During the Revolutionary Wars in the following decades, the Republic conquered most of western mainland Europe, forming a trench of vassal republics from the Rein to the Danube, creating two Rifts to its south and east.

The Structure of Government

The Conciliary Republic is ruled by a number of governmental bodies, the foremost of these being the Assembly, a legislative body divided into three chambers based on a cycle of twelve-year electoral periods for a third of the Parliament every four years.

The Parliament elects from its ranks the executive body of the government, the Council of France, which is lead by the primus inter pares Archchancellor amongst his fellow chancellors.

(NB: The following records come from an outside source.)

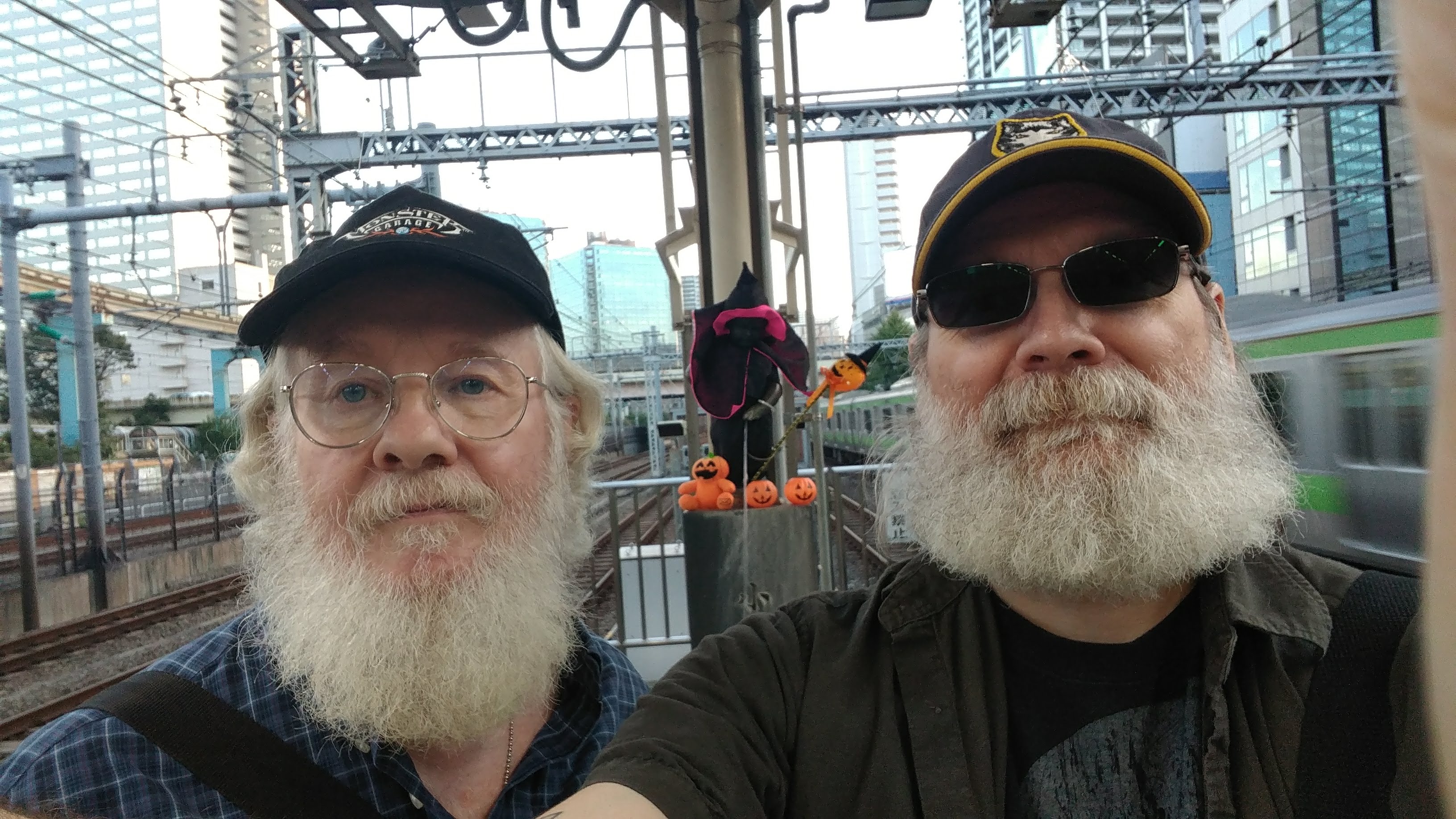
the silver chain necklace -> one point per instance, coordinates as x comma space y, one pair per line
510, 753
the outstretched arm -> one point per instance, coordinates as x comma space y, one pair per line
606, 801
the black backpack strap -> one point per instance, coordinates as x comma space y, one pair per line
1347, 739
228, 751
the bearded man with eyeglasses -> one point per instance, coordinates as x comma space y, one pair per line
1104, 620
415, 457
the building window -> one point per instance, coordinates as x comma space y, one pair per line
1270, 248
1385, 409
1263, 175
1256, 40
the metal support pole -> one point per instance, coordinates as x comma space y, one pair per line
720, 53
816, 423
20, 423
172, 500
217, 511
121, 509
781, 148
670, 223
92, 480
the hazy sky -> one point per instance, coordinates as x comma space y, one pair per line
622, 196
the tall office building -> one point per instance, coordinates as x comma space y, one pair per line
873, 199
612, 296
692, 294
1088, 34
1266, 167
1365, 220
127, 73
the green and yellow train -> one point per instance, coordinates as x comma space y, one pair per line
1349, 387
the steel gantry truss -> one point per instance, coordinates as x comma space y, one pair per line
1152, 92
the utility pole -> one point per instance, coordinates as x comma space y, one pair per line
20, 427
92, 480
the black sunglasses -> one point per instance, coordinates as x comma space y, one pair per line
1113, 273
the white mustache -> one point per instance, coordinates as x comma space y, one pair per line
392, 496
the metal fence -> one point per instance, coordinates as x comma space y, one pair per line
146, 506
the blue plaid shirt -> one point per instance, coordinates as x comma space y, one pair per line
97, 765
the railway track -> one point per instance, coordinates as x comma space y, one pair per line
21, 725
140, 534
60, 640
46, 645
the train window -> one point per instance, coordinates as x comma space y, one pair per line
1359, 403
1410, 395
1274, 394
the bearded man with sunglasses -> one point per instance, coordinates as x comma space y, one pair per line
1103, 620
417, 461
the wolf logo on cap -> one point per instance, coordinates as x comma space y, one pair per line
1015, 135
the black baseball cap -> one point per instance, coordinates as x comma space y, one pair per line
1042, 145
407, 227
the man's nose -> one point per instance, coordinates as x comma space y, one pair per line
414, 436
1056, 330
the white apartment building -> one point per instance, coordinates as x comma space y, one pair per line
1088, 36
1266, 170
873, 199
161, 89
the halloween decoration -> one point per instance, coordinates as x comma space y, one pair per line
740, 346
801, 492
761, 495
708, 489
842, 376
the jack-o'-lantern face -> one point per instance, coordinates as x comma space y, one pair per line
761, 495
848, 375
710, 468
801, 492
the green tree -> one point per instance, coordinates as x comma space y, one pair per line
217, 436
894, 364
153, 411
41, 371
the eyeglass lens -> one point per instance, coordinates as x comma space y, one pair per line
343, 404
1113, 273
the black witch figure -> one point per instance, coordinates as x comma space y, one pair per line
740, 346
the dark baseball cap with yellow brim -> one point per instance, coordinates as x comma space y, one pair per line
1040, 146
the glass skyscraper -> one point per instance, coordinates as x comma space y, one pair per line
126, 73
612, 296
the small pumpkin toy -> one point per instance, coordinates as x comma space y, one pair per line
801, 492
708, 489
761, 495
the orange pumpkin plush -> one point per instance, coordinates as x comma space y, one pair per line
708, 489
801, 492
761, 495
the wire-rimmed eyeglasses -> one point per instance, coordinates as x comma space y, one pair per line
343, 404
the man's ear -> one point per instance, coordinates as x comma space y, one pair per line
1215, 292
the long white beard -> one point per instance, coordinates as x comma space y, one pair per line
1098, 483
430, 662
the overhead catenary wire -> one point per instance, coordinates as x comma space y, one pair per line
590, 65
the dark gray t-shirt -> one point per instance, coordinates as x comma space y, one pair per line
1106, 731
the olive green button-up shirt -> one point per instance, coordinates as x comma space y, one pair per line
892, 703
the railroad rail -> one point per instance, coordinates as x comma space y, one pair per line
191, 525
60, 640
27, 722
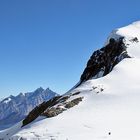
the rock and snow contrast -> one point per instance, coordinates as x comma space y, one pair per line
14, 108
104, 105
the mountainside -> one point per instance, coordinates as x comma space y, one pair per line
14, 108
104, 105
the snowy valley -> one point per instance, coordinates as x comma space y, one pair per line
103, 106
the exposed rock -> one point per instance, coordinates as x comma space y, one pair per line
102, 61
54, 111
73, 102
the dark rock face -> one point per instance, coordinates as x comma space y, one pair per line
102, 61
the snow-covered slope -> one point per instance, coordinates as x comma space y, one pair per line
102, 108
15, 108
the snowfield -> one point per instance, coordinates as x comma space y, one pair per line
110, 109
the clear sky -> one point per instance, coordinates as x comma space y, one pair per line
48, 42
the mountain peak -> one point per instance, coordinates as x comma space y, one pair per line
122, 43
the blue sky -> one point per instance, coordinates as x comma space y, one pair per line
48, 42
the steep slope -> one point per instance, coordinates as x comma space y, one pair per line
105, 105
14, 108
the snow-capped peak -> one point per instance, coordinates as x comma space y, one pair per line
98, 108
15, 108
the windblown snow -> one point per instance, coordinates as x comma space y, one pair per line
110, 109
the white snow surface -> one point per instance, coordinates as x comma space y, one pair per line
110, 109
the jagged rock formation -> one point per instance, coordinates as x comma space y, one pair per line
14, 108
102, 61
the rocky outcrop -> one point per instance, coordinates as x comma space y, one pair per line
102, 61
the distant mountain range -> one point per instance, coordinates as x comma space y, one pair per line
14, 108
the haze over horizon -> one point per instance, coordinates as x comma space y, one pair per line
47, 43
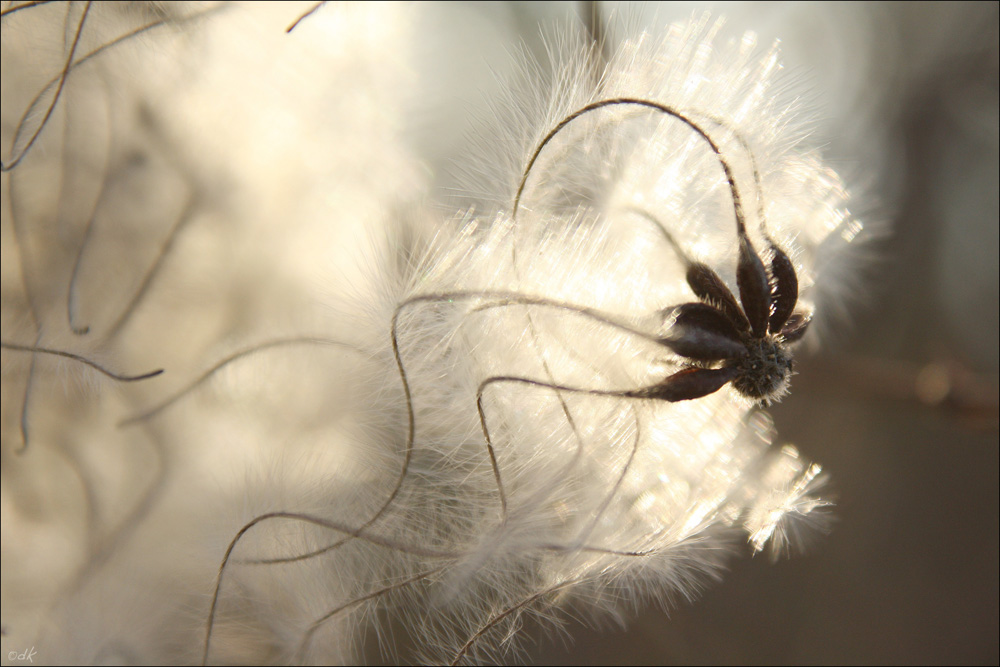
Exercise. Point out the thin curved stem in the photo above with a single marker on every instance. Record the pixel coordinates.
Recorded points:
(83, 360)
(307, 638)
(303, 17)
(236, 356)
(507, 612)
(16, 157)
(534, 383)
(656, 106)
(356, 533)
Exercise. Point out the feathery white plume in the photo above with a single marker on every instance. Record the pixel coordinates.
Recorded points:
(449, 438)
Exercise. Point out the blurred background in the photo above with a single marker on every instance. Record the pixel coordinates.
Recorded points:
(900, 404)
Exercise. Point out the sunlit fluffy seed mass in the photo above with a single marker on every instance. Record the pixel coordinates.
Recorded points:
(381, 404)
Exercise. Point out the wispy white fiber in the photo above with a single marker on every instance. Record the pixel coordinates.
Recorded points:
(338, 346)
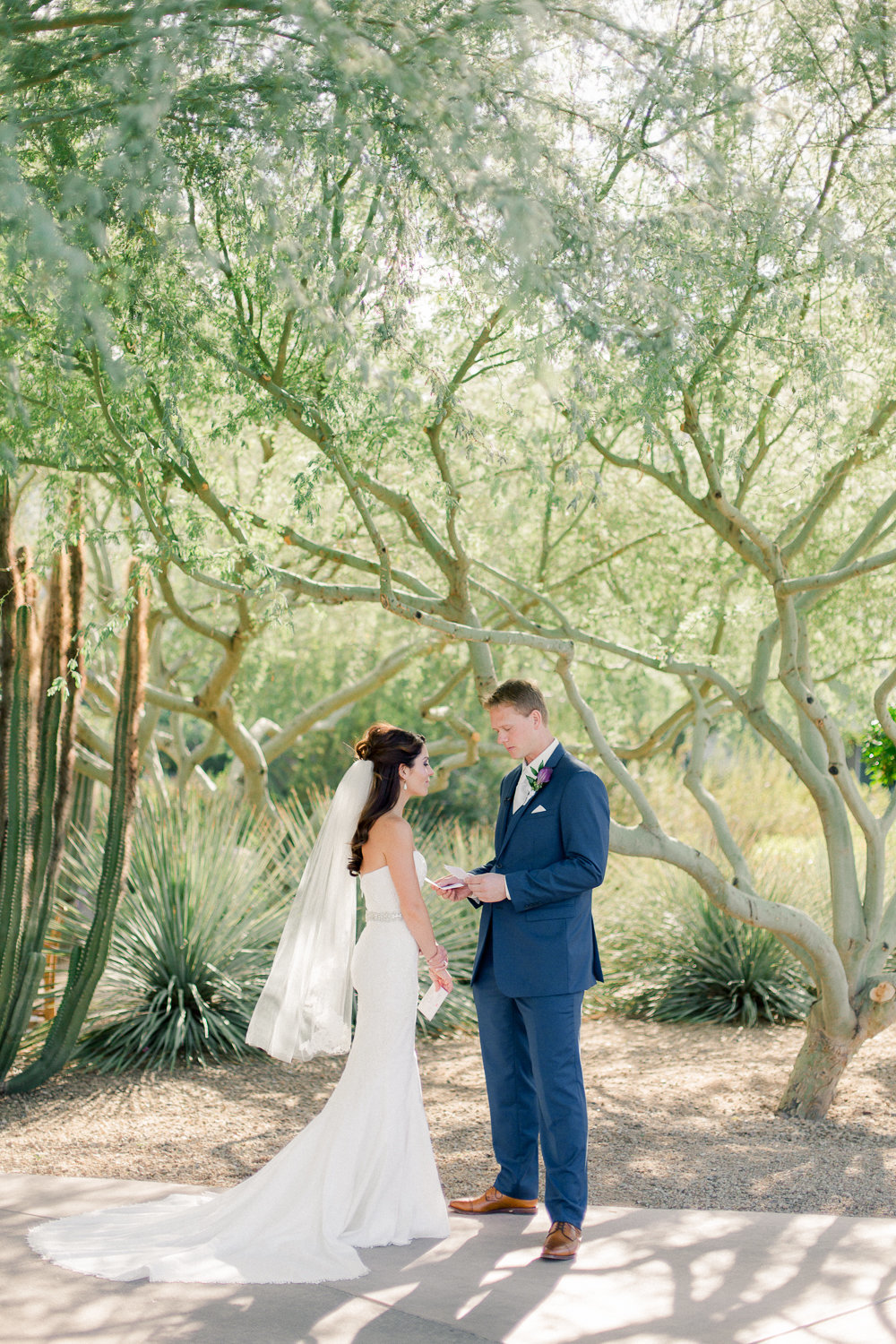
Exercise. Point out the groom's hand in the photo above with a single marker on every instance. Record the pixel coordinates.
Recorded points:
(487, 887)
(452, 892)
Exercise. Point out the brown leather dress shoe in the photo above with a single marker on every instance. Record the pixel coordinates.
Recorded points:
(562, 1242)
(493, 1202)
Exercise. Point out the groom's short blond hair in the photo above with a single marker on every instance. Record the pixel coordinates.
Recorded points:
(521, 695)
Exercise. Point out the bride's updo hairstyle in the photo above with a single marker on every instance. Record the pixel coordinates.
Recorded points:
(387, 747)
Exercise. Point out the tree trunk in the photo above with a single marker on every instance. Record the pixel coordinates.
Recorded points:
(817, 1072)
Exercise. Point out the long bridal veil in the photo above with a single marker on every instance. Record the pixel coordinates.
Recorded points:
(306, 1007)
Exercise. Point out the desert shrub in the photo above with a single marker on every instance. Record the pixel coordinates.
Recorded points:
(879, 755)
(195, 929)
(676, 957)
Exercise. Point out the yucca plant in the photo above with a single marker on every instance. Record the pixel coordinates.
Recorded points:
(700, 965)
(202, 911)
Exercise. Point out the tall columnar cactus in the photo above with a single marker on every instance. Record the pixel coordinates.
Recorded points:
(89, 960)
(11, 597)
(15, 868)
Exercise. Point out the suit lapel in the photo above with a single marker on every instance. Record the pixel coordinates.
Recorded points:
(504, 809)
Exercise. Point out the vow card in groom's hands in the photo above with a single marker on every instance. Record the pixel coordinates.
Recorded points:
(432, 1002)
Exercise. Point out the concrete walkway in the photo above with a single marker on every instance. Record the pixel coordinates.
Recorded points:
(642, 1277)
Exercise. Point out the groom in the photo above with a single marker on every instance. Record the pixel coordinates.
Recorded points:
(535, 959)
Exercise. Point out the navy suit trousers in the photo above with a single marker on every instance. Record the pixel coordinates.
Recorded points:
(536, 1091)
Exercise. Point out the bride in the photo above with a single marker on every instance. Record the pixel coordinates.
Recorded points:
(362, 1172)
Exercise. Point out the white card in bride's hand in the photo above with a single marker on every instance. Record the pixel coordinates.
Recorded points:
(432, 1002)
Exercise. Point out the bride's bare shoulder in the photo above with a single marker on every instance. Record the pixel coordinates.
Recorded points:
(392, 835)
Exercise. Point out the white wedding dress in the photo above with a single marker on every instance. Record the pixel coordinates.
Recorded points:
(360, 1174)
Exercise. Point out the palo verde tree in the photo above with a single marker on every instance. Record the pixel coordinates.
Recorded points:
(669, 269)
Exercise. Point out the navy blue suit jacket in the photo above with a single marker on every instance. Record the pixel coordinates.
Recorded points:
(552, 854)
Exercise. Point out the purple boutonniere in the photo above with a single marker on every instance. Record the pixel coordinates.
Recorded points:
(538, 781)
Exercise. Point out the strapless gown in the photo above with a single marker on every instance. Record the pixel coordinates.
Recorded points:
(360, 1174)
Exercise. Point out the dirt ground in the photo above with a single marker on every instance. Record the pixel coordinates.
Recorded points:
(681, 1117)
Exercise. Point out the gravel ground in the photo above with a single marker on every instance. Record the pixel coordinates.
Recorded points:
(681, 1117)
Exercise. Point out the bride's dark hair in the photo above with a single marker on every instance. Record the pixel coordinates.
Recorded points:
(387, 747)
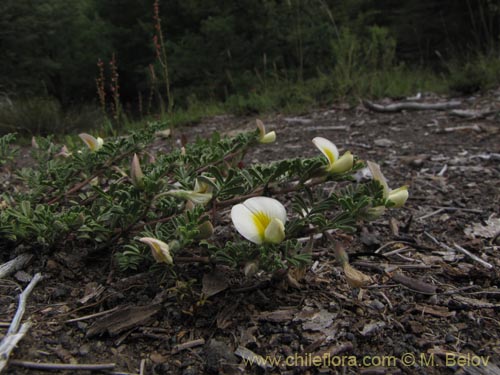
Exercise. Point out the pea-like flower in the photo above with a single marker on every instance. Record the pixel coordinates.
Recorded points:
(92, 143)
(336, 164)
(263, 136)
(260, 220)
(398, 196)
(159, 249)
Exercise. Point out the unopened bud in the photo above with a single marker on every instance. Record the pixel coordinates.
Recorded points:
(136, 173)
(355, 278)
(206, 230)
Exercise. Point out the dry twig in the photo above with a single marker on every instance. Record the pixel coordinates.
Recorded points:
(17, 331)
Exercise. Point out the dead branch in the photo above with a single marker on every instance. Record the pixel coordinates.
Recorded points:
(16, 333)
(14, 265)
(23, 298)
(64, 366)
(410, 106)
(472, 115)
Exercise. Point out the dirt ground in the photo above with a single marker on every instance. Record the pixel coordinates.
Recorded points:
(431, 309)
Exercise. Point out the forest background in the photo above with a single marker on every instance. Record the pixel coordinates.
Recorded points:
(80, 64)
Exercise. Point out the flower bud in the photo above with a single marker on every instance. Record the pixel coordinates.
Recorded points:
(206, 230)
(344, 163)
(136, 173)
(159, 249)
(398, 196)
(275, 231)
(373, 213)
(355, 278)
(263, 136)
(92, 143)
(250, 269)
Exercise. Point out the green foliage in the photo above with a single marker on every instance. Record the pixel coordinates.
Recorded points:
(44, 116)
(89, 200)
(7, 150)
(478, 73)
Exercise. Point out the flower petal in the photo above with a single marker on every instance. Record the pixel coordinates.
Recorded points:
(343, 164)
(327, 148)
(275, 231)
(244, 223)
(398, 196)
(378, 176)
(261, 128)
(159, 250)
(268, 206)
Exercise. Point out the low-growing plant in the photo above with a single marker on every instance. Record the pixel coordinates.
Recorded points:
(115, 196)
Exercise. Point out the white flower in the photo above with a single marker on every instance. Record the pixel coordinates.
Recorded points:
(397, 196)
(159, 249)
(263, 136)
(335, 164)
(260, 220)
(92, 143)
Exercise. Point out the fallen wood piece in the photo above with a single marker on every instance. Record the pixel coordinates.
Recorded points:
(252, 358)
(17, 331)
(188, 345)
(473, 303)
(9, 342)
(91, 316)
(14, 265)
(63, 366)
(472, 115)
(474, 127)
(119, 321)
(411, 106)
(23, 297)
(472, 256)
(414, 284)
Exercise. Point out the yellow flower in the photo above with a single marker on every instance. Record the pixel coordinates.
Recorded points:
(260, 220)
(263, 136)
(398, 196)
(159, 250)
(335, 164)
(92, 143)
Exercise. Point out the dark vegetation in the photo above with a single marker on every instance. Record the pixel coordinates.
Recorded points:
(243, 57)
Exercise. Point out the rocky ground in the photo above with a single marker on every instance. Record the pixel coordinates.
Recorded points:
(431, 308)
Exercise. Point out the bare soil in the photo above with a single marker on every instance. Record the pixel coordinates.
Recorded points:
(428, 301)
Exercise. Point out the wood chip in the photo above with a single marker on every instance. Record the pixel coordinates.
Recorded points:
(414, 284)
(439, 311)
(123, 319)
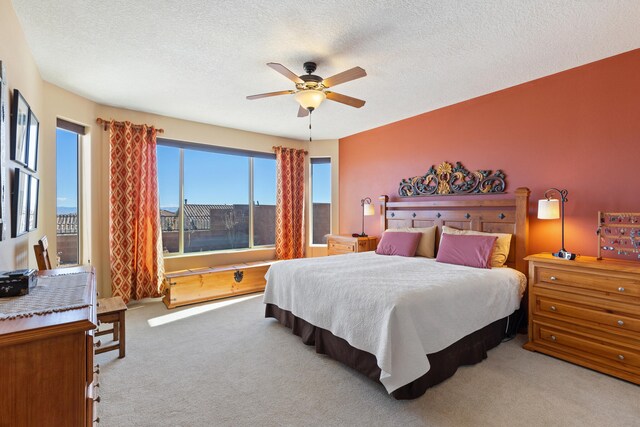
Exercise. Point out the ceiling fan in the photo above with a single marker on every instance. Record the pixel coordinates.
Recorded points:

The French Numeral System and Calendar

The official mathematical base of the Republic is duodecimal, base twelve, which is also called dozenal. Though used less than could be hoped for amongst the people itself, dozenal has seen wide application in time-keeping, the calendar and Republican Measures, the standardised measurements set by the republic to be used for scientific and engineering work.

The numerals of Republican Duodecimal are the same as that of decimal, up to ten and eleven, which are replaced by the single numbers X and U. Thus, 'ten' is written X in dozenal, and 'thirteen' is 11.

The Calendar

The Republican Calendar starts its new year in the spring, usually the 20th of March. The calendar is divided into 12 months of 30 days each, plus a five day festival week at the end of the year, or six days at the end of a leap year, which follow the Gregorian leap year rules. Each month is divided into five weeks of six days each, containing one rest day per week. The French Republican epoch begins, for the sake of convenience, in the Gregorian year 1801, which is thus year I. Then the year in 1907 is 107: in mixed Roman-style duodecimal BDDSV.

The names of the months are:

  • Aerial, Natudor and Austaire
  • Pyrial, Juvenor and Eulaire
  • Hydrial, Vetudor and Aquilaire
  • Geal, Mordor and Favonaire
  • And the Intercalary, L'Intercalaire, which ends the winter season and starts the spring season festively.

The Clock

A day starts at 6 o'clock in the morning, and is divided into twelve hours, one republican hour being two Gregorian hours. A republican hour is further divided into twelve dozenals, which are ten minutes each, and each dozenal is divided into twelve republican minutes, which are 50 seconds. Republican seconds are the same as standard seconds.